Why This Trial Matters
Approximately one-fifth of individuals presenting with unresectable metastatic colorectal cancer (mCRC) are either advanced in age or medically frail, often carrying a WHO performance status of 2 or above, and cannot safely receive aggressive chemotherapy. In this subgroup, head-to-head randomized studies have not shown that adding a second cytotoxic agent extends survival compared with single-drug therapy. For that reason, treatment with a fluoropyrimidine — either 5-FU or capecitabine — sometimes paired with a biologic agent, has remained the accepted upfront option. Findings from earlier studies such as AVEX and PANDA reinforce this approach, and ESMO’s current recommendations support pairing a fluoropyrimidine with a targeted therapy as a sensible first choice in this setting.

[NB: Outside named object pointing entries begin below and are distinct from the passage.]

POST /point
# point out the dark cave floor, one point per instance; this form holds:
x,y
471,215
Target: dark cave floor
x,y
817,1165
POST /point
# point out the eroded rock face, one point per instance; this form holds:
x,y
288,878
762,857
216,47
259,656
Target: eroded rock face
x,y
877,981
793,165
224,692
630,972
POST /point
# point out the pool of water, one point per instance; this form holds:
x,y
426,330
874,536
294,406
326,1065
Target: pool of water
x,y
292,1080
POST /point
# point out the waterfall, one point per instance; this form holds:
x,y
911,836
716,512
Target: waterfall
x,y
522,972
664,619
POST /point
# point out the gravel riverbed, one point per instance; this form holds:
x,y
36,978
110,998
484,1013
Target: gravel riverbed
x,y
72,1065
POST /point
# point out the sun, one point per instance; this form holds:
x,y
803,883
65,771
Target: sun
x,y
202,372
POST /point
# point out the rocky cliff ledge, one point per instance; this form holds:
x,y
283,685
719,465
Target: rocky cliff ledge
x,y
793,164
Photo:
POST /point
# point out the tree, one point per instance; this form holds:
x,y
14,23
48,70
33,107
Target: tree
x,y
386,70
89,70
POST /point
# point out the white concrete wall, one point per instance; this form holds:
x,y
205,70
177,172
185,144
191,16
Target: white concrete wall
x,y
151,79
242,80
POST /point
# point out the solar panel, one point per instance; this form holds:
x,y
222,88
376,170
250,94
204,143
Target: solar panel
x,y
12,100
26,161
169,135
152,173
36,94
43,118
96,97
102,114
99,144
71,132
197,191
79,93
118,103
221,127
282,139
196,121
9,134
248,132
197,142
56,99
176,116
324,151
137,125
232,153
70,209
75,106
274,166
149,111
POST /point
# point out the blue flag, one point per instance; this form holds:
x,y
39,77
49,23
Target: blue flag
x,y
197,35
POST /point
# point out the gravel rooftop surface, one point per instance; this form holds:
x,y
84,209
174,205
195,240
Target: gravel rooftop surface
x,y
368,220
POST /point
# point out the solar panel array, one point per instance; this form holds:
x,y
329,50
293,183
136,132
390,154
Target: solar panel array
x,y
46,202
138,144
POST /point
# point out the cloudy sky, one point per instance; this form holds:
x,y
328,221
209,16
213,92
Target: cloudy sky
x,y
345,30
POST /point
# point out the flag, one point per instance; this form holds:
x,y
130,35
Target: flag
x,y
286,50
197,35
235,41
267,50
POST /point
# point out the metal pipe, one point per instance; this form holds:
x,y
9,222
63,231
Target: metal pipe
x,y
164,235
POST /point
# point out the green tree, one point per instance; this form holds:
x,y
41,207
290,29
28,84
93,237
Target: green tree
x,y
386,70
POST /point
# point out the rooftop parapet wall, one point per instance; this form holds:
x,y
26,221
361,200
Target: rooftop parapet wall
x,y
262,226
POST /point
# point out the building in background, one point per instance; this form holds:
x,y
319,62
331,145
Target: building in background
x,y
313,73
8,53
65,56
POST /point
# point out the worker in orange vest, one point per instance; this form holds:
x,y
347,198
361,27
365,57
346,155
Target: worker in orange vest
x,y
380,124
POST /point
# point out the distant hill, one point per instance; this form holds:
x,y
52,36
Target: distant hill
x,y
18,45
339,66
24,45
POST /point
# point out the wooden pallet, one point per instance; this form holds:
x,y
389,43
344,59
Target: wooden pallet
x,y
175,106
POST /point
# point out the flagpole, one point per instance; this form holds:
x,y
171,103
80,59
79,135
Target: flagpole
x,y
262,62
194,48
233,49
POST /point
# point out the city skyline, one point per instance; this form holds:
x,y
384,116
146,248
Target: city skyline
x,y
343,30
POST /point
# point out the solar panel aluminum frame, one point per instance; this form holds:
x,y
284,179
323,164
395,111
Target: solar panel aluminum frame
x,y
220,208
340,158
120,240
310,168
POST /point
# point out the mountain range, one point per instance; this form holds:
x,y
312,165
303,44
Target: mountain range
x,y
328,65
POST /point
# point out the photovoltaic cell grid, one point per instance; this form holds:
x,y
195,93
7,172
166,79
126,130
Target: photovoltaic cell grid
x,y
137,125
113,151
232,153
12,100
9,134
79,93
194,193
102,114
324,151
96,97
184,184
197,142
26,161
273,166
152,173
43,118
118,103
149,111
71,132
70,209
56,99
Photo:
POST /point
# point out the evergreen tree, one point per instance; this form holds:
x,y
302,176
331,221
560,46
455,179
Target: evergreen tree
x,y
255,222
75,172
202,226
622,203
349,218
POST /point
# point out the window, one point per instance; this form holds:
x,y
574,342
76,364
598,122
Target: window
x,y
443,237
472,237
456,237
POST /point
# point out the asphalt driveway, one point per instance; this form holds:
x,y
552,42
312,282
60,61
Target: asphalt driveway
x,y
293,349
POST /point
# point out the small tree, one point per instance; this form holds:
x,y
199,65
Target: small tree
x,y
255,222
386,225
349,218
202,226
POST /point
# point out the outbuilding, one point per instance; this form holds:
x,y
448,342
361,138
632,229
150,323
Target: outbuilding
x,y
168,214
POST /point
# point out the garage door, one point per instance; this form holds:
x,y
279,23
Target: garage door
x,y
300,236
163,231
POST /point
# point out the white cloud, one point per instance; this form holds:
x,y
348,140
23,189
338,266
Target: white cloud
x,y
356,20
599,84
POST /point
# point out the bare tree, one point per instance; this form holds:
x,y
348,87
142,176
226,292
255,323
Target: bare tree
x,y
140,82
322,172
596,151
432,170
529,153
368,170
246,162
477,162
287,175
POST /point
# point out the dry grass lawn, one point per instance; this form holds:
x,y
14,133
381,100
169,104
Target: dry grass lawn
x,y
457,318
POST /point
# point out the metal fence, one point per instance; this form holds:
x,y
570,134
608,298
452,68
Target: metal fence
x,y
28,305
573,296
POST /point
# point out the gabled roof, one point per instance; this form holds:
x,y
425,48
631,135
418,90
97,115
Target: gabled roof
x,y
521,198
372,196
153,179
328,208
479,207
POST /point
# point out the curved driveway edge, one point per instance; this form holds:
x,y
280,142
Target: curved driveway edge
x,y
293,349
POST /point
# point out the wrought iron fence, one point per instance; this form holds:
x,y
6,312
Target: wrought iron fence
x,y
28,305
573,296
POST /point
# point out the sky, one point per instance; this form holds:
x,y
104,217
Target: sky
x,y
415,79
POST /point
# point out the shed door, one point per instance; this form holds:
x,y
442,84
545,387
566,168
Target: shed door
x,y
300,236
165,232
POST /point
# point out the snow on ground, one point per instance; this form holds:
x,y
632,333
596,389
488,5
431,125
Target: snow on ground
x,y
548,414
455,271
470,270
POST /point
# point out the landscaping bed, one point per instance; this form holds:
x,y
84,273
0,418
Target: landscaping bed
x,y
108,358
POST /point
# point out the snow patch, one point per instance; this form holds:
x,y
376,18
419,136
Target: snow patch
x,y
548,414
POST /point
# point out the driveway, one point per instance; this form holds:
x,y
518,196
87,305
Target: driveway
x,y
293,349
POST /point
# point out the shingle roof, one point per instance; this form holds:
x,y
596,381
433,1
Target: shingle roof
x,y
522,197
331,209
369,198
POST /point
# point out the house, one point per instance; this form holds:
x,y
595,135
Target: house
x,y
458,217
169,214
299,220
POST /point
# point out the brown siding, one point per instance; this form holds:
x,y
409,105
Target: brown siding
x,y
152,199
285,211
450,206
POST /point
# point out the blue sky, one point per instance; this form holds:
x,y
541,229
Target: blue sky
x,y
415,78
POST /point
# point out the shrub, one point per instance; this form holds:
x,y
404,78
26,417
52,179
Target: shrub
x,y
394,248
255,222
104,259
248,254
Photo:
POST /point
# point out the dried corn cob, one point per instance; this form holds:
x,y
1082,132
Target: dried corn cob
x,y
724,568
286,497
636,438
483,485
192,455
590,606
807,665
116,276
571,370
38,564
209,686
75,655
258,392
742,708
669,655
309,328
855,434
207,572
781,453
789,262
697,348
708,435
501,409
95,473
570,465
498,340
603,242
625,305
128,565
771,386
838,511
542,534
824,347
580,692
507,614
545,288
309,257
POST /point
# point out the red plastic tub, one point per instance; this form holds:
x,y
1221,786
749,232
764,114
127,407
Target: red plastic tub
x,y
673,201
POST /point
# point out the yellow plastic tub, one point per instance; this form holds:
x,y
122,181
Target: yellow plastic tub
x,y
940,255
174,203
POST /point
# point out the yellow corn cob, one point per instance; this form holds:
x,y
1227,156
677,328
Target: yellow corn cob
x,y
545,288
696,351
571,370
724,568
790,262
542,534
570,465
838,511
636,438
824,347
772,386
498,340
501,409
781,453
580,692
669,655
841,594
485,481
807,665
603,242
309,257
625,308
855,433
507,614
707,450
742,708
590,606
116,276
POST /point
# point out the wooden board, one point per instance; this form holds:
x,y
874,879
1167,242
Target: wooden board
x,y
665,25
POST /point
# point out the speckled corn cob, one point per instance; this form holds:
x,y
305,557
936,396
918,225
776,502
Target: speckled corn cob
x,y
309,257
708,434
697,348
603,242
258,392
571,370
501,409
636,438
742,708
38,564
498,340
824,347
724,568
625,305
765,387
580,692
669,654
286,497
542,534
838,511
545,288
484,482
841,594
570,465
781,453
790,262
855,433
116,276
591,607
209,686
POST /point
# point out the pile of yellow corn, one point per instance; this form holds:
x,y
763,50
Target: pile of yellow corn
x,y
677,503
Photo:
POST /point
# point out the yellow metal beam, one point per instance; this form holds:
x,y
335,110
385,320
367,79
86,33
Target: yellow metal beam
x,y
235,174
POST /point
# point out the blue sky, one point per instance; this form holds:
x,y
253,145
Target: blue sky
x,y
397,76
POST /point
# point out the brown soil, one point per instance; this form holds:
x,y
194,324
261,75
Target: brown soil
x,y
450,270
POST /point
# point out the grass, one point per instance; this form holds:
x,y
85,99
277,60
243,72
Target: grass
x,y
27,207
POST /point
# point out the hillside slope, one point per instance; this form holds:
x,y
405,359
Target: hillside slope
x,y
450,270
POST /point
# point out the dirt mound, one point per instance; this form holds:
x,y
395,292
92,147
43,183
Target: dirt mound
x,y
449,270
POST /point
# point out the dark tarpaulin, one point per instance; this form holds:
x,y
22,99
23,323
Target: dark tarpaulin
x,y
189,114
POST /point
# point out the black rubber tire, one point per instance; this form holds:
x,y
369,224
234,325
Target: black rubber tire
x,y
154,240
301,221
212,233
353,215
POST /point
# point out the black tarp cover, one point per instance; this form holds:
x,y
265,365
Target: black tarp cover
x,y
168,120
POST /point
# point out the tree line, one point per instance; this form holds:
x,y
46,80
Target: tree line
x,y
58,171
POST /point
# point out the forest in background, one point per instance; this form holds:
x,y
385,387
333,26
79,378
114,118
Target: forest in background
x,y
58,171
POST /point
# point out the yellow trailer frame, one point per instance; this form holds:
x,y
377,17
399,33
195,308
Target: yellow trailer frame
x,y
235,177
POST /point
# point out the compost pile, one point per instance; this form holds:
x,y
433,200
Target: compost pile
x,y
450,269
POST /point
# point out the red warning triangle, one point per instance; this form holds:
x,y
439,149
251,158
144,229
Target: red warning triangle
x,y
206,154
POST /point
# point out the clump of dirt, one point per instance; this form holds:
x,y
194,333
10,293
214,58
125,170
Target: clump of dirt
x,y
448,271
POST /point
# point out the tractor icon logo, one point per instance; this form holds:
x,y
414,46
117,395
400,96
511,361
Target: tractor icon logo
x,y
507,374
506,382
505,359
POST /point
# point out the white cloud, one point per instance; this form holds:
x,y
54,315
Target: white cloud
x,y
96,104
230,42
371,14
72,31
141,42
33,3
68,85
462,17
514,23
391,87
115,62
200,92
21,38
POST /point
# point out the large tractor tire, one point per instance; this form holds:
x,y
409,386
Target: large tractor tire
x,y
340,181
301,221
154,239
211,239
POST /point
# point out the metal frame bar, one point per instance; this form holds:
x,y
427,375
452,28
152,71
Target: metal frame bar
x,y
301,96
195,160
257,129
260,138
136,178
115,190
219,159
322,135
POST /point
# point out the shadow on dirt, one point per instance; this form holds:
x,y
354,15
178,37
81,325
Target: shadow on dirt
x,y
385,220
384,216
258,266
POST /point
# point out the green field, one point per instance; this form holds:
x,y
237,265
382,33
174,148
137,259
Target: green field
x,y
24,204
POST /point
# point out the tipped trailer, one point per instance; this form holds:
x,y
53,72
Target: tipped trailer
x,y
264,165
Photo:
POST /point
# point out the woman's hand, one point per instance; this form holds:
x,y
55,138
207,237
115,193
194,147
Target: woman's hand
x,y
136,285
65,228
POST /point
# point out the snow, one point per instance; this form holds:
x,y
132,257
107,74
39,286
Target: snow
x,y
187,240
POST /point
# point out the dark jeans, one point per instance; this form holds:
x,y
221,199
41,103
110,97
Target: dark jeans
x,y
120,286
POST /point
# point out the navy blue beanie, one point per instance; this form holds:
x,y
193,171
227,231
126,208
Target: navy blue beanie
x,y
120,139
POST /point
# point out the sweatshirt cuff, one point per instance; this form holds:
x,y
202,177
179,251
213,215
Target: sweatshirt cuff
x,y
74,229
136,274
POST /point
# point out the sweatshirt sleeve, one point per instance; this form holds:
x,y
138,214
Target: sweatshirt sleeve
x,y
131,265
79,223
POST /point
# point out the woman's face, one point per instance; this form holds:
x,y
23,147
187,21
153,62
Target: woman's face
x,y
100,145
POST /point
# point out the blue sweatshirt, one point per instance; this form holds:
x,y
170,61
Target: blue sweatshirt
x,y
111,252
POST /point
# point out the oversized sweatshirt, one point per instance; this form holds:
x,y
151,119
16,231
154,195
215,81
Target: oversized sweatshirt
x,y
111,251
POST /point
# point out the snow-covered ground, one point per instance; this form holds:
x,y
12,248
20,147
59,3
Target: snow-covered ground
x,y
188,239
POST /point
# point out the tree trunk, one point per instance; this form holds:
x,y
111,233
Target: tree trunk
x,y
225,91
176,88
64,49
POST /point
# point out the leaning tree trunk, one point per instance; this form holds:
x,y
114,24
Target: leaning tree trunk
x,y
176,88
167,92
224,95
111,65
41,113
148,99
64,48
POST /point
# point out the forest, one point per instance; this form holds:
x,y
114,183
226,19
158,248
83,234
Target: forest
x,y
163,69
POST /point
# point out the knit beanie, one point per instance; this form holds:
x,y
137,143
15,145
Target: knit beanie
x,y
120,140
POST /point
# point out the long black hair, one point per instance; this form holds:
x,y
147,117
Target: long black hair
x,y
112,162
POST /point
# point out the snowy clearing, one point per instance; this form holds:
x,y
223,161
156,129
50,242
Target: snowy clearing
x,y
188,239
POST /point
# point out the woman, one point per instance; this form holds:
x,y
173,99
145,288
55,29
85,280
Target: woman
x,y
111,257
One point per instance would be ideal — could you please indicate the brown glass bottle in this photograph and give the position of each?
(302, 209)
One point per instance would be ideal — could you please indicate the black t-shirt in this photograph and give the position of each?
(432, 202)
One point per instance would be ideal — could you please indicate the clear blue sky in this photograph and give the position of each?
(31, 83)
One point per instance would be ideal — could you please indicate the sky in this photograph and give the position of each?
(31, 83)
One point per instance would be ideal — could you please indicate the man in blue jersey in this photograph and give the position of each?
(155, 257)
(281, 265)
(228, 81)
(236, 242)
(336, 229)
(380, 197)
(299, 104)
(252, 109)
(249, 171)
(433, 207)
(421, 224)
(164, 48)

KRAS G12C, a mutation identified in roughly 3 to 4 percent of mCRC tumors, was for many years considered untreatable at the molecular level. That assumption has been overturned in recent years. Data from the phase III CodeBreaK 300 study showed that combining sotorasib with panitumumab extended progression-free survival (PFS) when measured against conventional third-line therapies, with PFS reaching 5.6 months versus 2.0 months (HR=0.48; p=0.005) — a result that prompted FDA approval. The follow-on phase Ib CodeBreaK 101 trial layered FOLFIRI onto this doublet and recorded a 78% objective response rate among previously untreated patients, opening the door to the currently enrolling phase III CodeBreaK 301 study.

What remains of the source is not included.